A bird's eye view

Life from where I see it

Tuesday, January 11, 2005

I've (cough cough) been ill

Stinky, boring cold. Dontcha just love this time of year!

Over the weekend TOH and I went to see The Merchant Of Venice, billed, helpfully by Hollywood as William Shakespeare's The Merchant Of Venice.

It was a lavish production and it only took about an hour to get into the language and plot.

Basically, back in the day in Venice, people didn't like Jews.

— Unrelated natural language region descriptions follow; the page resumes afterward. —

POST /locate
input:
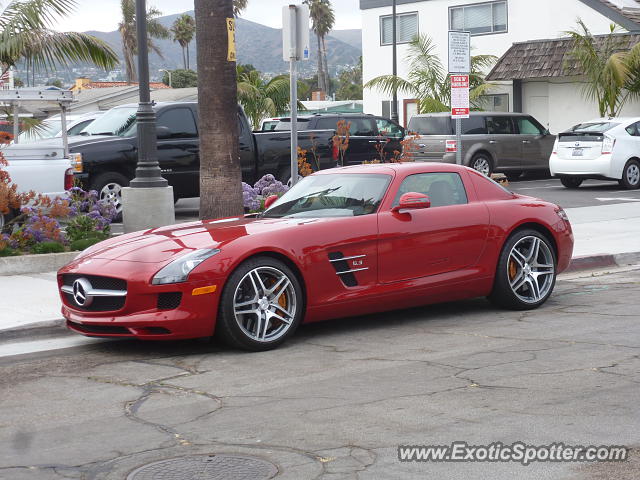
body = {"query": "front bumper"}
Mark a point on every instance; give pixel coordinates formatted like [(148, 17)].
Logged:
[(600, 167), (142, 316)]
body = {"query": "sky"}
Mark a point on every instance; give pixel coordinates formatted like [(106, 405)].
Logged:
[(268, 12)]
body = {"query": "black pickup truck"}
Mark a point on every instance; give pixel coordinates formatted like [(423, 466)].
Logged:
[(108, 150)]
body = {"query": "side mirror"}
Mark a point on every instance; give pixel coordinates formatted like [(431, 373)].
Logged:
[(412, 201), (163, 132), (270, 200)]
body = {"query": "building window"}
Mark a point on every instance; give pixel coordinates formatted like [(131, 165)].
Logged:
[(406, 28), (479, 19)]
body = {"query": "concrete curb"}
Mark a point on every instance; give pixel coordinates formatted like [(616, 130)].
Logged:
[(25, 264), (587, 262)]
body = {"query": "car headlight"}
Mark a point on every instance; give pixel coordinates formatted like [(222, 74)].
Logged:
[(179, 270)]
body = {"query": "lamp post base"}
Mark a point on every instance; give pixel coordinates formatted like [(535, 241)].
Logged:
[(146, 208)]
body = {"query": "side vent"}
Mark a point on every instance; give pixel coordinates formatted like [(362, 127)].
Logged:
[(343, 270)]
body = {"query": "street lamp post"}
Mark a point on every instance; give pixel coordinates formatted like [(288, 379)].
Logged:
[(168, 72), (394, 34), (148, 202)]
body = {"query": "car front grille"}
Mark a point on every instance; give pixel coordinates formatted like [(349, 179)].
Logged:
[(109, 293)]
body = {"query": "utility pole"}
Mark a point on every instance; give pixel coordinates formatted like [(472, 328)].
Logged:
[(148, 202), (394, 102)]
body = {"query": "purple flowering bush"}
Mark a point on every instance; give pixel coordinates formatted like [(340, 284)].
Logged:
[(253, 197)]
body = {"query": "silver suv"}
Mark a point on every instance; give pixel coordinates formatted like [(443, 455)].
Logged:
[(491, 141)]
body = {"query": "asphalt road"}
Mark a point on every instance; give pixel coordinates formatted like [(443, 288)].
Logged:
[(336, 401)]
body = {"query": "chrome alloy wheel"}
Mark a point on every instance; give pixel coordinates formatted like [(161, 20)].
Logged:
[(530, 269), (481, 164), (633, 174), (112, 193), (265, 304)]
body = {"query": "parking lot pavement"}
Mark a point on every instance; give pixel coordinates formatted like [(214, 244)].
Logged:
[(337, 400)]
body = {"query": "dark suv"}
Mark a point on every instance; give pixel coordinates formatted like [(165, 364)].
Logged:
[(491, 141), (366, 133)]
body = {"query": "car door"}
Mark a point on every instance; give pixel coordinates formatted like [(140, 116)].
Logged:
[(536, 143), (178, 153), (448, 236), (390, 135), (505, 142)]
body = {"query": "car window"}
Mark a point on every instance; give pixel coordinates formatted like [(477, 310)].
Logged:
[(474, 125), (76, 129), (387, 128), (527, 127), (500, 126), (443, 188), (328, 123), (431, 125), (362, 127), (180, 122), (634, 129)]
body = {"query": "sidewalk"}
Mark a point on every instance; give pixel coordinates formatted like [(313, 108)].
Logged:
[(32, 300)]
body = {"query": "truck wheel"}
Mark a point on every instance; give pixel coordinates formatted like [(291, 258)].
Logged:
[(482, 163), (109, 187), (631, 175)]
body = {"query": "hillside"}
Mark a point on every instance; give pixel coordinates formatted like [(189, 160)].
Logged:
[(257, 44)]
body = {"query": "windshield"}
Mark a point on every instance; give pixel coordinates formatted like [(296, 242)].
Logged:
[(597, 127), (332, 195), (117, 121)]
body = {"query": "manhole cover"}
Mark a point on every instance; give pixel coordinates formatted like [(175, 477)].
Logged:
[(207, 467)]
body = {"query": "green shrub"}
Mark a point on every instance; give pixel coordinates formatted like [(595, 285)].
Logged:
[(47, 247), (85, 243)]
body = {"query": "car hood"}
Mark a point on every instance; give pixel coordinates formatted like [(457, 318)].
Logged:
[(162, 245)]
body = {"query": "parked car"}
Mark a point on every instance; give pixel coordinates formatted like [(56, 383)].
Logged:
[(342, 242), (366, 133), (510, 143), (604, 148), (52, 127)]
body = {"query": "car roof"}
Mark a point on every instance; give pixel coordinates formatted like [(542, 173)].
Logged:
[(396, 168)]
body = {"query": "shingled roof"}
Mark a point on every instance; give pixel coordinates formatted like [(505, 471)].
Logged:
[(546, 58)]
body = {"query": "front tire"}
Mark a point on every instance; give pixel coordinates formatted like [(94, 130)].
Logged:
[(482, 163), (631, 175), (109, 186), (571, 182), (526, 272), (261, 305)]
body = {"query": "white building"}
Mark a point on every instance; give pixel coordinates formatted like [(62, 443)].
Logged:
[(495, 26)]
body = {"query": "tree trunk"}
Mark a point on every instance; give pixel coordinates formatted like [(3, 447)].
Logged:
[(220, 173), (321, 84), (325, 67)]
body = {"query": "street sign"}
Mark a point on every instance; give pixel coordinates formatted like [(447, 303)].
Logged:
[(460, 96), (297, 46), (459, 52)]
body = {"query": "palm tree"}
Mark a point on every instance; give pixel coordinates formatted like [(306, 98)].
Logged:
[(184, 29), (428, 80), (220, 174), (261, 99), (323, 19), (611, 69), (127, 29), (238, 6), (26, 32)]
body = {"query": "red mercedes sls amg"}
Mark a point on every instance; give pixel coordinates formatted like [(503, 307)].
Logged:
[(342, 242)]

They'd spit on them, prohibit them from owning property, lock them up in their ghetto after dark and force them to wear a red hat.

The hero, Bassanio (Joseph Fiennes), borrows some cash off The Merchant (Jeremy Irons) to woo Portia (Lynne Collins looking very very much like Cate Blanchett), because she will only marry a rich fella who also has to pass a Krypton Factor-style test involving boxes and portraits.

The Merchant Antonio in turn borrows it from Shylock (Al Pacino) because he doesn't actually have any ready cash - it is all tied up in some ships.

The deal is, if the merchant can't pay back his debt on time, Shylock can cut off a pound of his flesh as payment. They come to this agreement as Shylock remembers the merchant spat on him on the Bridge Of Sighs, or similar, for being Jewish and he is slightly bitter about it and only too willing to have Antonio in his debt.



As a complete beginner when it comes to The Bard, I hesitantly propose that Elizabethan audiences were not too keen on Jews. The long and short of it is the hero, his pals, Portia etc etc end up being very smug that not only have they diddled Shylock out of all his worldly possessions but forced him to convert to Christianity. Perhaps Shakespeare thought they were doing him a favour, saving his mortal soul and all that.

Shylock is a broken man, he's spent his life being shat on for being a Jew, lost his daughter, lost all his money, was evicted from the ghetto and lost the right to practice his faith. It all seems very unfair to modern audiences.

It was amusing to see the thick son out of My Family playing the hero's sidekick and MacKenzie Crook in there as a servant.

The film was a good effort though, and worth seeing if you fancy a bit of a 'challenge'.

I expect Pacino will be nominated for an Oscar for this.